FAIR PLAY: HOW SPORTS SHAPE THE GENDER DEBATES
KATIE BARNES
© 2023 St. Martin's Press
$29.00
304 pages


For sports fans, this may come as a surprise: we categorize sports according to gender.

Football, baseball, wresting: male sports. Gymnastics, volleyball: women's sports. And yet, one weekend spent cruising broadcasts, and you will see that all those are enjoyed by both men and women — but we question the sexuality of athletes who dare (gasp!) to cross those invisible lines for a sport they love.

How did sports "become a flash point for a broader conversation"?

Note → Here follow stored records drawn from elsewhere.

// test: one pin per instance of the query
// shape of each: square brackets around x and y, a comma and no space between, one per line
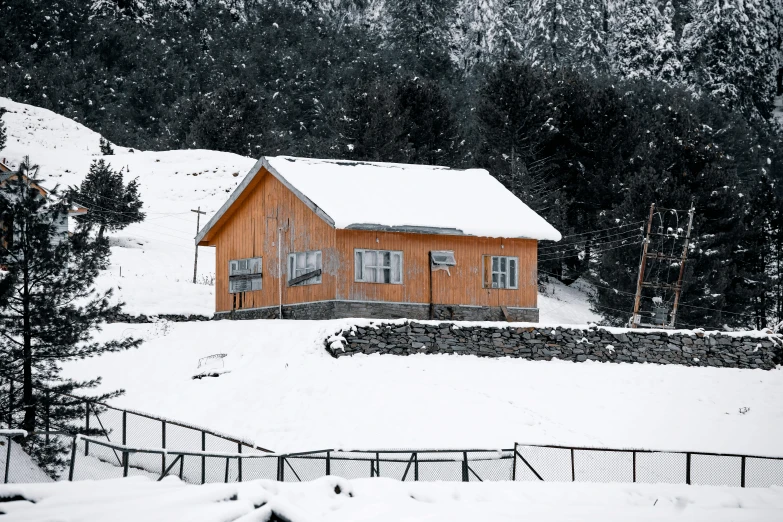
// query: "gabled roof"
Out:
[400,197]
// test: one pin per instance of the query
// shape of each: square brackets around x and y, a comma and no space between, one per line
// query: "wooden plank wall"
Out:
[252,231]
[463,286]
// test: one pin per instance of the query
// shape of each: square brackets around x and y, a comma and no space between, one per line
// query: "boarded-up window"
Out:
[302,263]
[501,272]
[378,266]
[244,275]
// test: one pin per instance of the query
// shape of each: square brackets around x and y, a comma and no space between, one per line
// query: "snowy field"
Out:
[384,500]
[155,257]
[285,392]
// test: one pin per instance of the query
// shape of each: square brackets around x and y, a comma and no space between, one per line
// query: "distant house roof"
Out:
[401,197]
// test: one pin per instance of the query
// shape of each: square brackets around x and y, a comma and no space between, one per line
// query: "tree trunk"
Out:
[28,400]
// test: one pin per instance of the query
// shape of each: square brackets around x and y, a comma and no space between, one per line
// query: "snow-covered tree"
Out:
[729,52]
[485,31]
[566,33]
[49,310]
[639,31]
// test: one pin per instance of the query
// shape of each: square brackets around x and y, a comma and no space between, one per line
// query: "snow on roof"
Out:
[402,197]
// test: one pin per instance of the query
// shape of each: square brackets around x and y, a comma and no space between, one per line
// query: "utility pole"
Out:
[635,317]
[659,257]
[678,288]
[195,261]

Author Katie Barnes takes readers back first to 1967, when Kathrine Switzer and Bobbi Gibb both ran in the Boston Marathon. It was the first time women had the audacity to do so, and while both finished the race, their efforts didn't sit well with the men who made the rules.

Then "thirty-seven words" changed the country in 1972: Title IX was signed, which prohibited discrimination in extracurricular events, as long as "federal financial assistance" was involved. It guaranteed access to sports for millions of girls in schools and colleges. It also "enshrine[d] protections for queer and transgender youth to access school sports."

So why the debate about competition across gender lines?

First, says Barnes, we can't change biology, or human bodies that contain both testosterone and estrogen, or that some athletes naturally have more of one or the other — all of which factor into the debate. We shouldn't forget that women can and do compete with men in some sports, and they sometimes win. We shouldn't allow overinflated numbers of Trans athletes to stand, and we shouldn't ignore the presence of Transgender men in sports.

Katie Barnes — Photo courtesy of the author  

What we should do, Barnes says, is to "write a new story. One that works better."

Here are two facts: Nobody likes change. And everybody has an opinion. Keep those two statements in mind when you read Fair Play. They'll keep you calm in this debate, as will Barnes' lack of flame-fanning.

As a sports fan, an athlete, and someone who's binary, Barnes is relatively even-keeled in this book, which is a breath of fresh air for a topic that's generally ferociously contentious. There's a good balance of science and social commentary here, and the many, many stories that Barnes shares are entertaining and informative, as well as illustrative. Readers will come away with a good understanding of where the debate lies.

But will this book make a difference?

Maybe. Much will depend on who reads and absorbs it. Barnes offers plenty to ponder but alas, you can lead a homophobic horse to water but you can't make it think. Still, if you've got skin in this particular bunch of games, find Fair Play and jump on it.